Many cyber policies offer some combination of first-party and third-party coverage—covering both direct losses to the organization and claims against the organization by others impacted—such as clients or partners.

Purchasing Cyber Insurance

The first question you may ask is: should I get cyber insurance? For many organizations, the answer is yes. Any organization that stores and maintains customer, client, or patient information, collects online information, or uses the cloud should consider getting cyber insurance. For some companies, the cost of a cyber attack may not be a significant dent to the budget. For small businesses, however, a cyber attack can cost an organization $150,000 to $200,000, a cost which can be avoided via a $1 million plan costing $3,000 to $5,000 a year. A smart investment in my book. So, how do you prepare for cyber insurance? Computer Weekly recommends starting by determining the expenses and types of events you want coverage for. Discuss this with all the relevant people to create a holistic list and make sure to include information from third-party suppliers and partners. Include first-party costs and third-party costs (the costs others impacted by an incident may claim from your organization). Another important, early step, is to create a cyber risk profile for your organization. A cyber risk profile means that you have assessed your organizations vulnerability to cyber attacks. This may involve engaging threat intelligence services or ethical hackers. For small organizations, a vulnerability assessment tool or penetration tester may be more feasible. Creating a cyber risk profile, in conjunction with training employees in security best practices, will both improve security and help in negotiating the price when purchasing cyber insurance.

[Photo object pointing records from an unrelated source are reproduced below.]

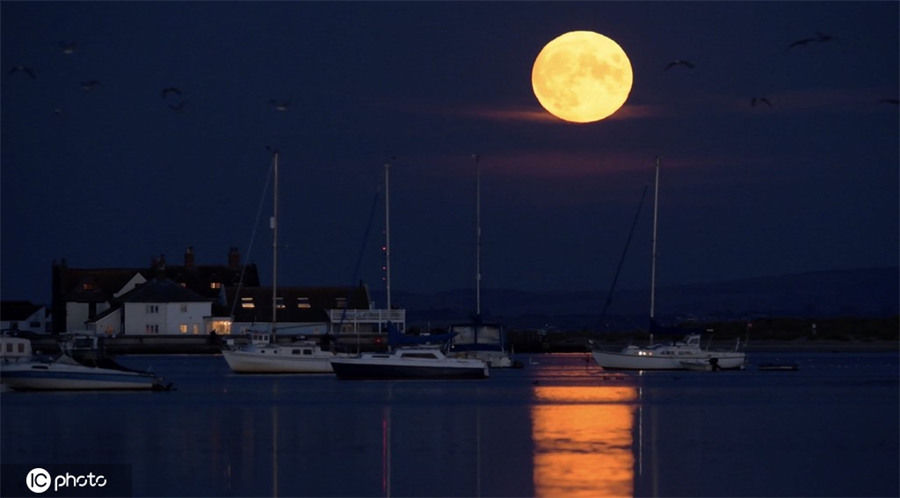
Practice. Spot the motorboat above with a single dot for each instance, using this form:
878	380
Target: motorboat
409	363
680	355
480	341
13	349
64	373
686	354
263	354
299	357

What to Look for in Cyber Insurance

Okay. You’re prepared to purchase cyber insurance – but what should you look for in insurers? suggests looking for the following:

• A stand-alone policy, which is typically more comprehensive than an extension to an existing policy

• A policy that is customizable to the organization

• Differences in deductible costs among different insurers

• Coverage for attacks in which your organization falls victim but was not a target

• Coverage and limits for first and third-parties–I.e. whether policies cover both

• Coverage for non-malicious actions from an employee resulting in an incident

• Coverage for social engineering and network attacks. A policy that include time frames under which coverage still applies since advanced persistent threats (APT) can occur over months or sometimes even years

  • Bolstering Your Cyber Security
    Cyber Insurance and beefing up the cyber security at your organization go hand-in-hand. Bolstering your cyber security reduces the likelihood of an attack or breach, lessening the likelihood that you will have to file a claim. This also provides you greater leverage when negotiating your rates for insurance so the tighter your security the better your position. There are a variety of ways you can improve cyber security at your organization (for further reading on this you can check out some articles from Vaporstream’s CEO here and here) including introducing secure methods of communication that can assist during a breach.